Updated: Category: AI

Here is a prediction: the adoption of AI tooling will lead to government regulation of the software industry.

Tell me I am wrong. But hear me out first.

In my view there are two major ways how the recent advent of AI contributes to software products:

  1. Agentic AI as part of a larger software system. LLMs, SLMs and other AI models are integrated into software.
  2. AI-assisted development. Tools such as Copilot, Cursor, and Claude Code generate the code for us and speed up software development.

AI-assisted development promises significant efficiency gains. Software can be developed much quicker. We see this happening all over the place, the consequences thus far are mainly layoffs (or so the big companies let us believe, at least).

Companies must keep pace with the efficiency gains, and the only choice is to adopt AI for engineering. The best amongst will use these tools without sacrificing quality (actually, they would use it to improve quality). This requires that you know what you are doing; you need to have good software engineering practices in place to integrate AI into your process. It also requires money, as these tools come at a cost that easily balloons.

Many organization lack one or the other, but they mostly lack best practices. And so it becomes a race to the bottom, where quality is sacrificed for speed and lower costs.

Another trend we will see is Citizen Developers - a trend that started with Low-Code / No-Code - becomes a real thing. Everybody and anybody can create software and put it into production. Without a background in software engineering, software applications will be released into the wild with abismal quality, and people will use them. Once it is out, it is nearly impossible to remove.

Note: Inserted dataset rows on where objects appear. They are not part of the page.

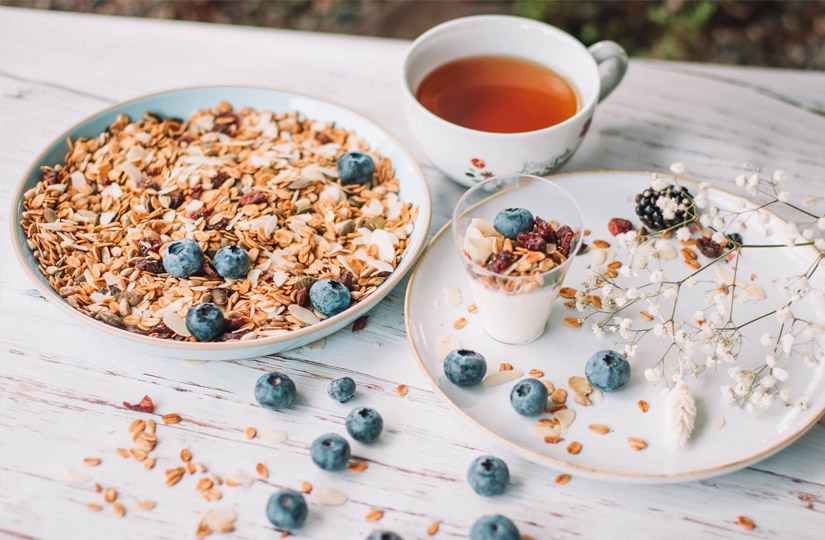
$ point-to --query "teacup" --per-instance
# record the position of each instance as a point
(469, 156)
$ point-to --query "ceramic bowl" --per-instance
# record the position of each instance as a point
(182, 103)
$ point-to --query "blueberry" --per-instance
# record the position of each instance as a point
(488, 475)
(330, 452)
(329, 296)
(464, 367)
(355, 168)
(205, 321)
(364, 424)
(529, 397)
(607, 371)
(182, 258)
(494, 528)
(512, 221)
(275, 391)
(342, 389)
(286, 509)
(384, 535)
(231, 261)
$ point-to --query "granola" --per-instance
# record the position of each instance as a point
(98, 223)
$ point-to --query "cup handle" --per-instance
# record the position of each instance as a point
(612, 62)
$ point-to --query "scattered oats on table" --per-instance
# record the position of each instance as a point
(98, 222)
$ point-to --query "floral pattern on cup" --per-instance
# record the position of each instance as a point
(477, 171)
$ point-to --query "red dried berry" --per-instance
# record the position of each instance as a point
(148, 245)
(253, 197)
(531, 241)
(708, 247)
(546, 230)
(565, 236)
(499, 262)
(146, 405)
(346, 277)
(149, 265)
(619, 226)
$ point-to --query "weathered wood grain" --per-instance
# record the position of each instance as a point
(61, 389)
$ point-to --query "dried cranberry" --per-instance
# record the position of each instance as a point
(347, 278)
(360, 323)
(218, 225)
(619, 226)
(546, 230)
(209, 270)
(175, 199)
(708, 247)
(152, 266)
(565, 236)
(499, 262)
(531, 241)
(219, 179)
(148, 245)
(146, 405)
(51, 177)
(253, 197)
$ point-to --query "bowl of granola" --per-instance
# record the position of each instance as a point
(220, 222)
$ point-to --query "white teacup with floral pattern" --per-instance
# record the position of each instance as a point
(469, 156)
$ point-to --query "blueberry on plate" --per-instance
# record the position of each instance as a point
(329, 296)
(464, 367)
(529, 397)
(205, 321)
(231, 261)
(275, 391)
(494, 528)
(512, 221)
(342, 389)
(355, 168)
(488, 476)
(286, 510)
(364, 424)
(384, 535)
(607, 371)
(182, 258)
(330, 452)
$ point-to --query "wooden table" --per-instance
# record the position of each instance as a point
(62, 390)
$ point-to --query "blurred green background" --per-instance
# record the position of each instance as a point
(765, 33)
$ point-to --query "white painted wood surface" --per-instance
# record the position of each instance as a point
(60, 391)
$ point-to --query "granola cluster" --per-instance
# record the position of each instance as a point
(99, 222)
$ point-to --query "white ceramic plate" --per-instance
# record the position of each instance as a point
(182, 103)
(562, 352)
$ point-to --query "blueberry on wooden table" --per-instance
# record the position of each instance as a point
(286, 510)
(275, 391)
(341, 390)
(182, 258)
(329, 296)
(355, 168)
(488, 476)
(231, 262)
(205, 321)
(512, 221)
(330, 452)
(607, 370)
(494, 527)
(529, 397)
(464, 367)
(364, 424)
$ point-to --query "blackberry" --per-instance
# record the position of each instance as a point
(652, 215)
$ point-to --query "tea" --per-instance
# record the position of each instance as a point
(499, 94)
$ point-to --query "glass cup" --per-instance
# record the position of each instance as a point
(514, 309)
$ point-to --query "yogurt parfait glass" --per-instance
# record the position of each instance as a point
(515, 303)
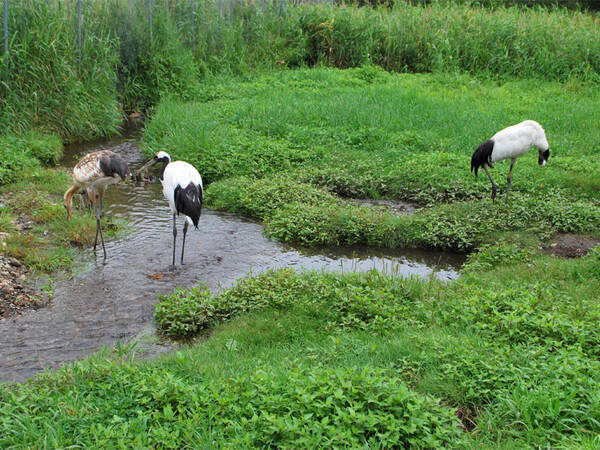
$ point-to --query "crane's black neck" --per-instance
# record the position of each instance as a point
(161, 175)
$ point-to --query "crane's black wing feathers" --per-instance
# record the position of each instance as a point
(482, 156)
(188, 201)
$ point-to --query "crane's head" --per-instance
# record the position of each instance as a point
(543, 157)
(161, 157)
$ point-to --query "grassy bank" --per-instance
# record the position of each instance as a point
(318, 359)
(46, 85)
(33, 222)
(287, 148)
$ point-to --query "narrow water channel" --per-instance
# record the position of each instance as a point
(113, 300)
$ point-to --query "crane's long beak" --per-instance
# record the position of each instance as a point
(144, 167)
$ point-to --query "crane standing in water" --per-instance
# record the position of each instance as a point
(182, 188)
(94, 173)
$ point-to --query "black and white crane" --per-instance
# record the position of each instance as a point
(510, 143)
(94, 173)
(182, 187)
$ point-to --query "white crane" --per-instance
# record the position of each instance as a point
(510, 143)
(182, 187)
(94, 173)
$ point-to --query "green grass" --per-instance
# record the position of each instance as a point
(284, 148)
(33, 193)
(321, 359)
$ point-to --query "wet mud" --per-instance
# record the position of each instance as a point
(112, 300)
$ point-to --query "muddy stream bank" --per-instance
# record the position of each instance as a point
(106, 302)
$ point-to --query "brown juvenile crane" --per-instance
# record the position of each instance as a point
(94, 173)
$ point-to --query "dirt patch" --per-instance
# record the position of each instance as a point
(16, 295)
(570, 245)
(395, 207)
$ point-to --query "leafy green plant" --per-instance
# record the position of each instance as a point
(183, 313)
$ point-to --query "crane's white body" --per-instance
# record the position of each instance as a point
(178, 173)
(516, 140)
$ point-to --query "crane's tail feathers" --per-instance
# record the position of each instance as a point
(482, 156)
(188, 201)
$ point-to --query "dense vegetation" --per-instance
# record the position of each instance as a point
(307, 359)
(507, 356)
(288, 148)
(46, 85)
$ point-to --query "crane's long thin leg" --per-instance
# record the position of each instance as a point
(98, 219)
(183, 246)
(174, 238)
(97, 225)
(509, 178)
(494, 187)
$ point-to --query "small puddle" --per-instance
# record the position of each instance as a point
(104, 303)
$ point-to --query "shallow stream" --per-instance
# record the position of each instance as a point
(105, 302)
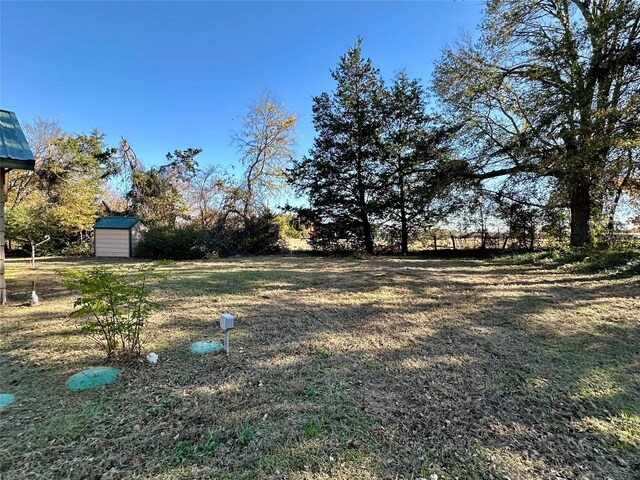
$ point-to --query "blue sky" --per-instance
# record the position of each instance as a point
(173, 75)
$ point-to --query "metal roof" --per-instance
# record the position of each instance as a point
(116, 222)
(14, 149)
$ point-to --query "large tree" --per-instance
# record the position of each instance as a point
(157, 195)
(341, 173)
(551, 89)
(416, 153)
(265, 143)
(62, 197)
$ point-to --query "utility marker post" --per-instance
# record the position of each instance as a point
(226, 324)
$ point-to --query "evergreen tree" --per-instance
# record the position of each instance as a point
(342, 173)
(415, 172)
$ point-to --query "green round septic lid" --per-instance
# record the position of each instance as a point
(92, 378)
(6, 399)
(206, 347)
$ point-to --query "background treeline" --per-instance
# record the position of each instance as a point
(526, 138)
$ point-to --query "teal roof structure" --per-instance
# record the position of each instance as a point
(124, 223)
(14, 148)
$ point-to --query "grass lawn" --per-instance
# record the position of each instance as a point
(339, 368)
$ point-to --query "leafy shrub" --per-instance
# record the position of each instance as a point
(168, 243)
(116, 305)
(582, 260)
(259, 235)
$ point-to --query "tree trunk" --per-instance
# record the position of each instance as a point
(368, 234)
(614, 205)
(580, 204)
(403, 219)
(3, 286)
(364, 217)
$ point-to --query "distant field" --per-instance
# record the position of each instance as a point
(339, 369)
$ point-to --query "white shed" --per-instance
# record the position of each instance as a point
(117, 236)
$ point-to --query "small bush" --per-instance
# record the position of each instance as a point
(582, 260)
(116, 306)
(167, 243)
(258, 236)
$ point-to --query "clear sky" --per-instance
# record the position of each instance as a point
(173, 75)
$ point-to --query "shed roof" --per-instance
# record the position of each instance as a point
(14, 149)
(117, 222)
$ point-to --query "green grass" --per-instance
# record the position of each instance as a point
(340, 368)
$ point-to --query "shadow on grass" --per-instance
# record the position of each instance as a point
(321, 383)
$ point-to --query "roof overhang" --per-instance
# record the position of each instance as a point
(14, 148)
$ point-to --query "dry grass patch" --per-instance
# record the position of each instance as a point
(341, 369)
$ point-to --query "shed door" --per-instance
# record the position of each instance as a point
(112, 242)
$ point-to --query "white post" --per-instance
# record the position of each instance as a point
(226, 324)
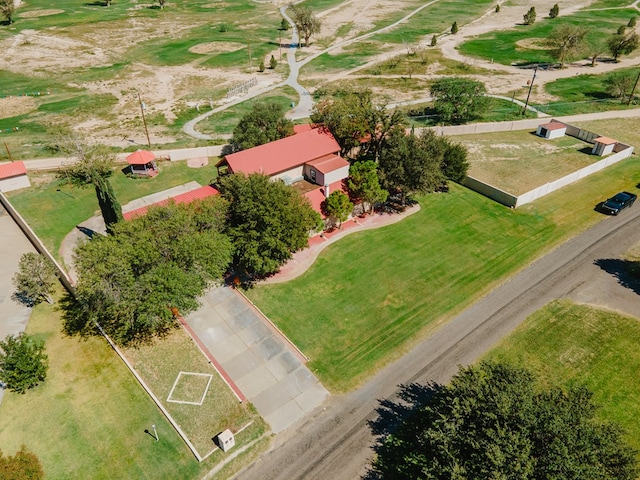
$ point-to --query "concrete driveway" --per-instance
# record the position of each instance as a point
(269, 371)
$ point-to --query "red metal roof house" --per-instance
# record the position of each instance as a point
(310, 154)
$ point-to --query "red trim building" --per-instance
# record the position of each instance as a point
(311, 154)
(13, 176)
(187, 197)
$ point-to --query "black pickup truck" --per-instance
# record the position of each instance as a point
(618, 202)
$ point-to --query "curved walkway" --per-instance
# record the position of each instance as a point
(303, 259)
(449, 47)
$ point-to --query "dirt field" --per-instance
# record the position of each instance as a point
(167, 89)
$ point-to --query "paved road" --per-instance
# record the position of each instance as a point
(13, 243)
(336, 443)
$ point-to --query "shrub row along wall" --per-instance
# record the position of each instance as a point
(536, 193)
(35, 241)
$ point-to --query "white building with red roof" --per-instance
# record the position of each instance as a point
(311, 155)
(13, 176)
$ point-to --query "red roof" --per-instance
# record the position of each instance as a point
(302, 128)
(284, 154)
(12, 169)
(188, 197)
(605, 140)
(328, 163)
(141, 157)
(317, 196)
(554, 126)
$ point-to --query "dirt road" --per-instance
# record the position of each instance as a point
(335, 443)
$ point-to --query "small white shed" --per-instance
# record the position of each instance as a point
(603, 146)
(551, 130)
(226, 440)
(13, 176)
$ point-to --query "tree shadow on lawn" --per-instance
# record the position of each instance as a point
(625, 271)
(394, 412)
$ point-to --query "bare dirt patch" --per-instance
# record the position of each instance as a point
(41, 13)
(14, 106)
(531, 44)
(214, 47)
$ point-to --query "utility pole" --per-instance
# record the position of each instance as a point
(144, 120)
(8, 152)
(633, 89)
(526, 104)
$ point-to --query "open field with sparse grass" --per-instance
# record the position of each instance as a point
(400, 263)
(90, 418)
(161, 363)
(520, 161)
(567, 343)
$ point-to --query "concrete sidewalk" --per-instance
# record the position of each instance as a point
(259, 360)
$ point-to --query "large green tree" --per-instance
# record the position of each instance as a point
(337, 206)
(355, 120)
(94, 166)
(134, 281)
(23, 363)
(305, 21)
(263, 124)
(268, 221)
(458, 100)
(411, 164)
(7, 9)
(622, 44)
(34, 280)
(567, 42)
(493, 422)
(24, 465)
(364, 184)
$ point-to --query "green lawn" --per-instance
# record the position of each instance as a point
(520, 161)
(374, 294)
(53, 208)
(565, 343)
(91, 418)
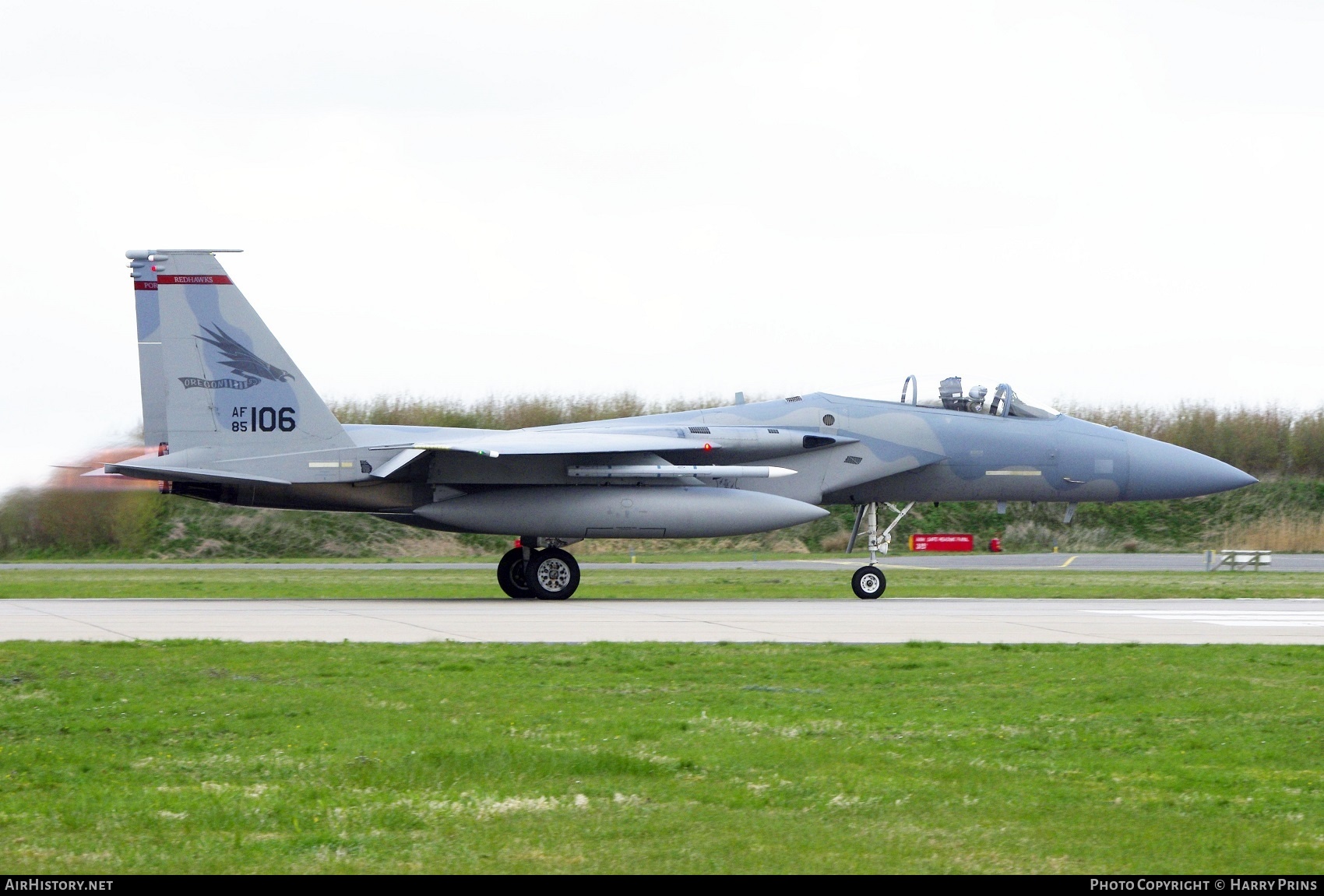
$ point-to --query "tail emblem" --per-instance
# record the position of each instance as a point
(240, 360)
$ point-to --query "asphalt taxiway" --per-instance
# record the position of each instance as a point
(800, 621)
(1312, 563)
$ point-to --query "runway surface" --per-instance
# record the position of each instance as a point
(1021, 561)
(847, 621)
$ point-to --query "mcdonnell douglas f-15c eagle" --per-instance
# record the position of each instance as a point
(228, 417)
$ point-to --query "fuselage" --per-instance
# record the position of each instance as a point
(843, 450)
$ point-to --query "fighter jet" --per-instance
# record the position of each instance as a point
(229, 417)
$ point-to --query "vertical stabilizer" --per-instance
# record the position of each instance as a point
(212, 374)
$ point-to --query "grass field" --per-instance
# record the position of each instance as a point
(639, 582)
(204, 756)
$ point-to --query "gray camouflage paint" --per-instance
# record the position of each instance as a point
(210, 366)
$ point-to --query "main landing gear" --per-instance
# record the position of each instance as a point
(547, 574)
(869, 582)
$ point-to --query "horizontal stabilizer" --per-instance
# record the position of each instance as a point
(189, 474)
(397, 462)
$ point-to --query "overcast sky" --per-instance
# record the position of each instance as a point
(1091, 202)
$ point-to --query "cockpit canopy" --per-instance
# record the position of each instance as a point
(1002, 402)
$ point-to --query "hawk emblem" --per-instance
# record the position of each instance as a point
(240, 360)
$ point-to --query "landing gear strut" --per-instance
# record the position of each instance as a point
(869, 582)
(548, 574)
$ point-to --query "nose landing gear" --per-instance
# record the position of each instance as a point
(869, 582)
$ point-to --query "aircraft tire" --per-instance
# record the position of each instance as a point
(869, 582)
(552, 574)
(510, 574)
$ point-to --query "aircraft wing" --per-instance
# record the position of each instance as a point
(531, 441)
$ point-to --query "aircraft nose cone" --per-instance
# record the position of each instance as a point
(1164, 472)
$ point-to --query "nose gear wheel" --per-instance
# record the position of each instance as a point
(869, 582)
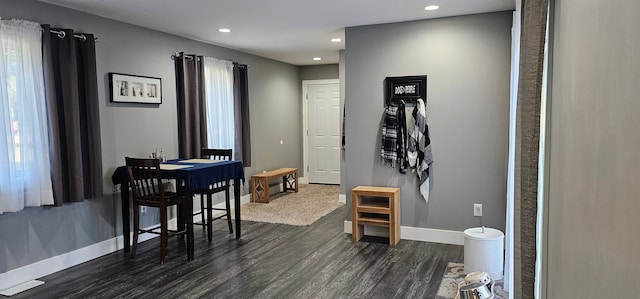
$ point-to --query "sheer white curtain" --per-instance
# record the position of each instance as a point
(24, 154)
(515, 64)
(218, 88)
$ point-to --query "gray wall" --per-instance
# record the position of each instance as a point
(319, 72)
(467, 61)
(593, 202)
(135, 130)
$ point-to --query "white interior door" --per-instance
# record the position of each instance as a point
(324, 136)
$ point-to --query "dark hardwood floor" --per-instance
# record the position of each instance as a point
(269, 261)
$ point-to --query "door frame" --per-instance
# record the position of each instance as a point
(305, 124)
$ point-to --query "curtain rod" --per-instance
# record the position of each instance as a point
(62, 34)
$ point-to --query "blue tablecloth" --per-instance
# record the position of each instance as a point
(198, 175)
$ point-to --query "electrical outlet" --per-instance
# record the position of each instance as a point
(477, 209)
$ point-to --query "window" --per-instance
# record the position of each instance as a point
(218, 77)
(24, 154)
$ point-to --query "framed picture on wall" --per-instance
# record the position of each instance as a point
(407, 88)
(127, 88)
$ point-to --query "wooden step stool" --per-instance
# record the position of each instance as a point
(380, 213)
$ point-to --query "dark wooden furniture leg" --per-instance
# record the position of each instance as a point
(236, 199)
(126, 225)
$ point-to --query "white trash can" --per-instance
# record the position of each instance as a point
(484, 251)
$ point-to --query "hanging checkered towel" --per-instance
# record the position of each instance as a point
(419, 151)
(389, 141)
(394, 141)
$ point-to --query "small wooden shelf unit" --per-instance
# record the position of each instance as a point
(376, 212)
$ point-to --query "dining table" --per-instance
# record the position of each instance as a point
(190, 176)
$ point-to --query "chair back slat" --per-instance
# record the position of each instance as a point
(145, 178)
(216, 154)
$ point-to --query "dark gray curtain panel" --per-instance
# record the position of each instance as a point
(192, 120)
(533, 39)
(73, 113)
(241, 108)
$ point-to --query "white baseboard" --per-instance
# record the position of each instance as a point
(414, 233)
(57, 263)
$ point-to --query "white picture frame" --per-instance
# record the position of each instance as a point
(127, 88)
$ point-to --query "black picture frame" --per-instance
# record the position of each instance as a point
(407, 88)
(126, 88)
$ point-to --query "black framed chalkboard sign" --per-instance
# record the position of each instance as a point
(407, 88)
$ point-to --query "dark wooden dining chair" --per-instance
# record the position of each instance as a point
(207, 222)
(148, 190)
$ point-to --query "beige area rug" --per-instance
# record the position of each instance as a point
(310, 203)
(454, 275)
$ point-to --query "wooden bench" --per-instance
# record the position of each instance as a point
(260, 183)
(384, 212)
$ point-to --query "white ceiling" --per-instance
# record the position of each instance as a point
(292, 31)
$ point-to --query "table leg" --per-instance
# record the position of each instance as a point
(126, 225)
(236, 201)
(188, 213)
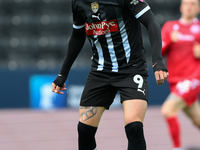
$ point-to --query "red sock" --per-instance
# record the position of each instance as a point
(174, 130)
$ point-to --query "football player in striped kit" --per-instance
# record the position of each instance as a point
(118, 64)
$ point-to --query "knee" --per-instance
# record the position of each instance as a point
(134, 129)
(86, 130)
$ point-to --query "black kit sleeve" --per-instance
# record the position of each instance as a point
(75, 45)
(142, 11)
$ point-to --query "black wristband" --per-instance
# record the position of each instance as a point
(60, 80)
(159, 66)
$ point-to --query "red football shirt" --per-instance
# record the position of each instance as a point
(181, 62)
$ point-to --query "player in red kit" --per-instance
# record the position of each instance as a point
(181, 45)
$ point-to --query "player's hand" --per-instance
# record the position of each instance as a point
(174, 36)
(161, 76)
(58, 89)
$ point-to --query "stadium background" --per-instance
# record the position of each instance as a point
(33, 40)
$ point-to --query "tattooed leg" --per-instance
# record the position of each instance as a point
(89, 113)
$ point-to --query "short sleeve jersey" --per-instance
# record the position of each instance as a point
(114, 31)
(181, 62)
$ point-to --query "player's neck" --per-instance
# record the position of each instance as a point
(187, 21)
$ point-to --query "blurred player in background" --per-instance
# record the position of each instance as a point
(181, 44)
(118, 64)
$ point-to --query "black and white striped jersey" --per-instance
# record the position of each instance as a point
(114, 31)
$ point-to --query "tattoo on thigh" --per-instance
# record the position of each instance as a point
(88, 113)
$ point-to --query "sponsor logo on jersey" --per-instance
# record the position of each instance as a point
(95, 6)
(97, 16)
(101, 28)
(135, 2)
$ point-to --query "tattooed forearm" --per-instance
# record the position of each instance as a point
(88, 113)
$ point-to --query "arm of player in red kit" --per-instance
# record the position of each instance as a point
(154, 31)
(166, 38)
(75, 45)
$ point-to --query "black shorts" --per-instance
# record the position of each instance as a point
(101, 88)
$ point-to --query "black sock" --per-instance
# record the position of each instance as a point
(86, 136)
(135, 135)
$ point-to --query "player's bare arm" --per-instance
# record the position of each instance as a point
(149, 21)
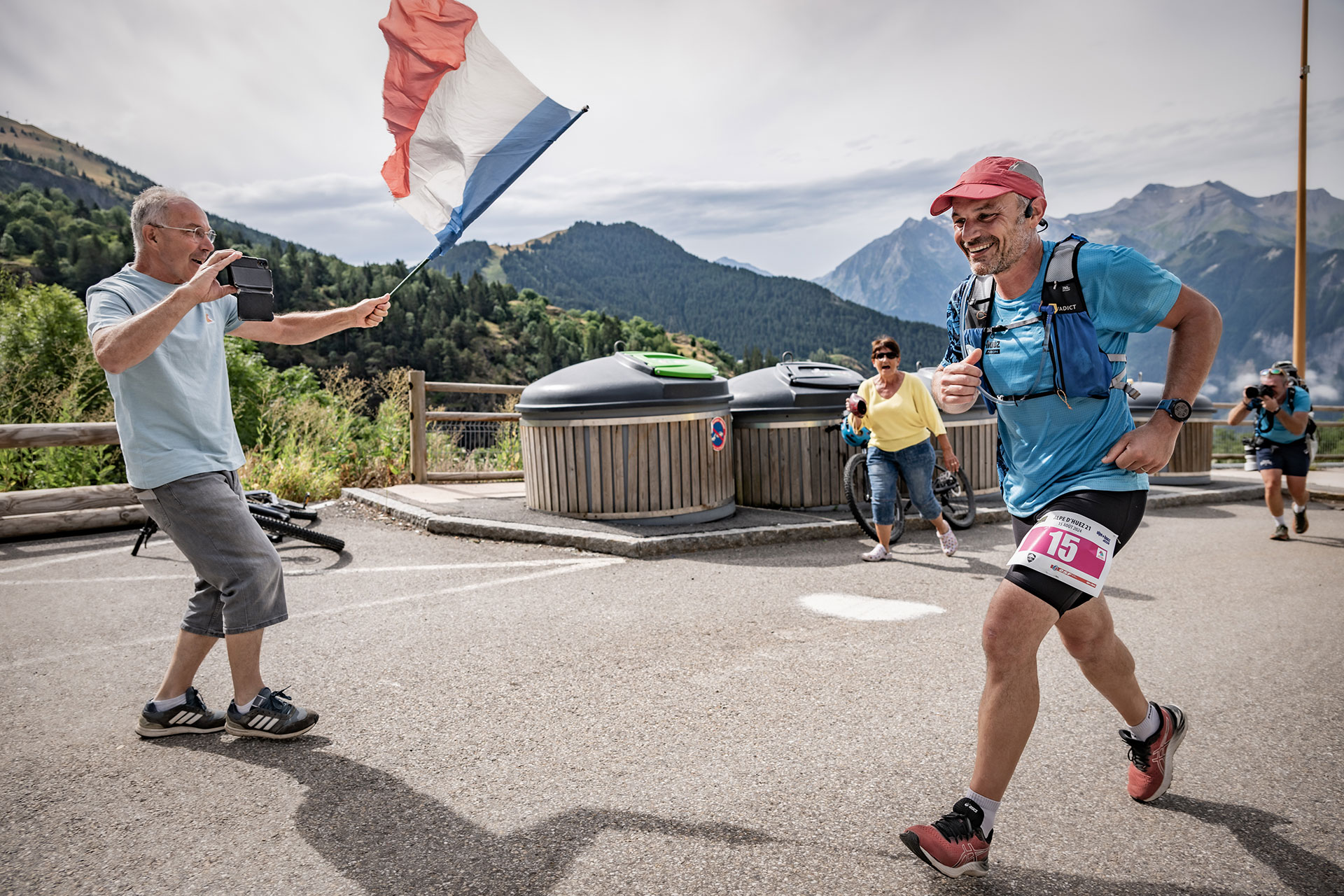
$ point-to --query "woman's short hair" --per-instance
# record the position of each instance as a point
(886, 344)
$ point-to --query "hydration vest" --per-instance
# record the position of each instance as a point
(1081, 367)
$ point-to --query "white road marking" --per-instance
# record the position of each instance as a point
(300, 574)
(855, 606)
(570, 566)
(80, 555)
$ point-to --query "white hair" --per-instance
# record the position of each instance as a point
(148, 209)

The challenge with Agentic AI is its non-deterministic behavior. This must be harnessed, which means that we need to build failsafe systems when AIs breach the boundary of what they are intent to do (the happy path). This requires a good understanding of what it is these AI systems must (and mustn’t) do. In other words, its behavior must be clearly specified, modelled, and controls implemented.

I believe many companies are not up to this task. And so we will have Agentic AI systems in place that behave outside their control parameters. They will appear buggy and display unexpected behavior.

These systems will cause damage. When pervasive enough to impact society - only a matter of time - governments must act. Their response is regulation. I expect it would look similar to how physical construction (buildings, etc) is overseen.

Governments already do this for safety-critical systems (healthcare, banking, critical infrastructure, etc) to a certain extent. This will be extended and applied to the rest of the industry.

It will take some time before this happens. Maybe 5 to 10 years. But the regulation is long overdue.